Suggested contributions have included: an effort to collect books by staff members in the history department; expertise in preserving damaged manuscripts and other materials from staff members in the library and art museum; donations of surplus furniture and computers and assistance in negotiating contracts from the purchasing department; counseling and mental health care support from University Health Services; fund raising at sporting events and equipment donations from athletics; and technical and strategic assistance from the development, facilities, risk management, communications and information technology offices.

In addition to establishing the institutional partnership with Brown and Dillard, Princeton has reached out to individuals from other colleges and universities affected by the tragedy.

Currently, 10 visiting scholars from a variety of disciplines have been accepted under special programs to provide funding, offices and housing assistance for faculty members from Gulf Coast institutions.

Though the programs originally were intended for 10 visiting appointments, the University is still receiving inquiries from scholars and will try to accommodate as many as possible, said Dean of the Faculty David Dobkin.

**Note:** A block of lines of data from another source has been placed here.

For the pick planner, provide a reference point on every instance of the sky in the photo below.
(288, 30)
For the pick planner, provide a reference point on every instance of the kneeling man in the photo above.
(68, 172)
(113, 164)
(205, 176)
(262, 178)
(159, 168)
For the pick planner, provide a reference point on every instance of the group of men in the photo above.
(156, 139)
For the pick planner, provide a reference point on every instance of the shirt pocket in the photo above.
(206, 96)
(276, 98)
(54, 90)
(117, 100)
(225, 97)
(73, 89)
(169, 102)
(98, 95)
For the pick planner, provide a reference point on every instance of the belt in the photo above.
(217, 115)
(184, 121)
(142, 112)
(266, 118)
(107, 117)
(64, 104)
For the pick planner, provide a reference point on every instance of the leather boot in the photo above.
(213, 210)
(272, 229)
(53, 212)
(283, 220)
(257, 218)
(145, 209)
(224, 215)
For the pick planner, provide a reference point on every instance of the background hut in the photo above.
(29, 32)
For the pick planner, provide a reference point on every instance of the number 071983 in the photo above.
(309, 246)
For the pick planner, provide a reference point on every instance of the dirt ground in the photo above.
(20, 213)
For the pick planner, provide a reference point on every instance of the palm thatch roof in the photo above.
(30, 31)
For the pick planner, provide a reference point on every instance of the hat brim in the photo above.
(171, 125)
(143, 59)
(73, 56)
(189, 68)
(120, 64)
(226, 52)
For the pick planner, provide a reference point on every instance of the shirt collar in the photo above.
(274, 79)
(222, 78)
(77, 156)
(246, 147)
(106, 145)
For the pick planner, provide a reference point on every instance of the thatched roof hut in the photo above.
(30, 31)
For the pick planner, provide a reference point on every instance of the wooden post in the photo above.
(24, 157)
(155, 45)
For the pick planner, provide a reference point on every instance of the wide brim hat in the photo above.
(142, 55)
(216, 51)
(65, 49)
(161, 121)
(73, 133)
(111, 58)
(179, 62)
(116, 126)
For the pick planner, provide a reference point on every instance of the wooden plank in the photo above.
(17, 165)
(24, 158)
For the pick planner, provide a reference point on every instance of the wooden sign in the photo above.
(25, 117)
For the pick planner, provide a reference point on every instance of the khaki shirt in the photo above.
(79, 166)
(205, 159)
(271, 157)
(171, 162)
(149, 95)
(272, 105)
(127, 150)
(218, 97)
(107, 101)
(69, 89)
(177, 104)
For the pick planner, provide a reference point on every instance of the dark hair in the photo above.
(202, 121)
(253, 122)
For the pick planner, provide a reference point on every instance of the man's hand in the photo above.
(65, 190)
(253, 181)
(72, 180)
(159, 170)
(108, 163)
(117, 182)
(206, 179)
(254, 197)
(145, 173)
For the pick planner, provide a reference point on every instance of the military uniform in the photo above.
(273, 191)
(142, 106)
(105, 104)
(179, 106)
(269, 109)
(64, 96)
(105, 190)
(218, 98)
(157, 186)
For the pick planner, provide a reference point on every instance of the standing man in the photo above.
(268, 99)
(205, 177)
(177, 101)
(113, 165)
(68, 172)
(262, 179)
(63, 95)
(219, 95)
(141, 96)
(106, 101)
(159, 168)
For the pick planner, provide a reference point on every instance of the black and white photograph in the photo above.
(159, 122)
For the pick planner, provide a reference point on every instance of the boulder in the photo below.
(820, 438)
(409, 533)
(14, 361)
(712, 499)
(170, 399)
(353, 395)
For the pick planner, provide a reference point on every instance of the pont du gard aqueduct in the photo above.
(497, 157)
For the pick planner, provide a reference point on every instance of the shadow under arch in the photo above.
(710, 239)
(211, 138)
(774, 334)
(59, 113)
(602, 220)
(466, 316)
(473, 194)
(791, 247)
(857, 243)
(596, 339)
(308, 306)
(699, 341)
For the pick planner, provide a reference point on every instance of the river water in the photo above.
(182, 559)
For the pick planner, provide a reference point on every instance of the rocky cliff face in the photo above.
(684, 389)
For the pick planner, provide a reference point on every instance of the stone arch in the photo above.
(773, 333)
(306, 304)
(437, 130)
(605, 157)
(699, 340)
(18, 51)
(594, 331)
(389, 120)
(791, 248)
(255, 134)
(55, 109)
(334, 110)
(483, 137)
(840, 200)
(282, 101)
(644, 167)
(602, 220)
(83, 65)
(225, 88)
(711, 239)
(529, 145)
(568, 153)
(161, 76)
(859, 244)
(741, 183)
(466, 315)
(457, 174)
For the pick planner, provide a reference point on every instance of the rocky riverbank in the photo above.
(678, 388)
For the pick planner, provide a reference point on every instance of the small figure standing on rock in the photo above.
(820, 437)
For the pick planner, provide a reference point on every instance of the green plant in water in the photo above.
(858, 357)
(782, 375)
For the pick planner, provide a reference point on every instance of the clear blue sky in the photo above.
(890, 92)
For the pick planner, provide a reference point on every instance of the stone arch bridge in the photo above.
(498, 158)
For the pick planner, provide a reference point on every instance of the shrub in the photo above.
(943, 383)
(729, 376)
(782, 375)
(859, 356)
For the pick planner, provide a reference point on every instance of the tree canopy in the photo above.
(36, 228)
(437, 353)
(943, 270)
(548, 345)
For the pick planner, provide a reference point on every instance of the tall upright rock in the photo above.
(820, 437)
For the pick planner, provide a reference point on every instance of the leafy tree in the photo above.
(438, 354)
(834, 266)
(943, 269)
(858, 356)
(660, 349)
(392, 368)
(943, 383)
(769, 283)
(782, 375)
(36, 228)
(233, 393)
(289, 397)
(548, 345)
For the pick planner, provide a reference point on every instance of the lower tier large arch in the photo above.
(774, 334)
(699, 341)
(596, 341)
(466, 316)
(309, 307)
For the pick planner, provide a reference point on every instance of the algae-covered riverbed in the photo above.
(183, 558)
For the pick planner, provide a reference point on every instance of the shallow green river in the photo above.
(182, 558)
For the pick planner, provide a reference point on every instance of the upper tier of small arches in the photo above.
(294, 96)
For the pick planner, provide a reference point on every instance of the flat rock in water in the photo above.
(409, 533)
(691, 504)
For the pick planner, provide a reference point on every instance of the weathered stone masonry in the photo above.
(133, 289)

"What has been most wonderful is the response of our academic units. Many have reached out with their own resources to help colleagues, expanding beyond what we imagined when Provost Christopher Eisgruber and I designed the programs," Dobkin said. "There also have been faculty members willing to house visitors in their own homes. Virtually all faculty members who do visit will be made to feel like members of the Princeton community, not only in the large sense but within their academic discipline."

Among other contributions by faculty and staff members, music department chair Scott Burnham is working with the Jazz Foundation of America to locate displaced musicians for possible temporary residency at Princeton. In addition, eight Princeton employees already are in the Gulf Coast or are making arrangements to go under the University's new Humanitarian Relief Effort Policy, which provides two weeks of paid leave for volunteers.

Following several campus benefit concerts in September, the Office of Religious Life is organizing "Songs of Support: A Community Concert for Hurricane Relief," which is scheduled for 7:30 p.m. Friday, Oct. 7, in the University Chapel. The concert will feature the Chapel Choir, Gospel Ensemble, Glee Club and several student a cappella groups, as well as choirs from Princeton High School, Westminster Choir College and the American Boychoir School. On Sunday, Oct. 9, a benefit jazz concert titled "From the American Songbook" is set for 3 p.m. in Richardson Auditorium, Alexander Hall, as part of the Princeton University Concerts series.

Students are contributing in various ways, including helping the assimilation of visiting students who have temporarily enrolled at Princeton because their schools have been shuttered by the hurricane. Under a plan announced Sept. 2, Princeton has enrolled 23 visiting undergraduates and five graduate students, waiving tuition and providing housing and financial aid.

Students are also organizing fund-raisers, initiating campus discussions about the tragedy and planning service trips to the Gulf Coast with groups such as the Student Volunteers Council, Black Student Union and Center for Jewish Life.

Through benefit concerts and donation drives around campus, the Coordinated Undergraduate Fund for Hurricane Katrina Relief has raised more than $11,000. Its goal is to raise $24,000 for donations to relief organizations such as the American Red Cross and to school districts in the affected areas.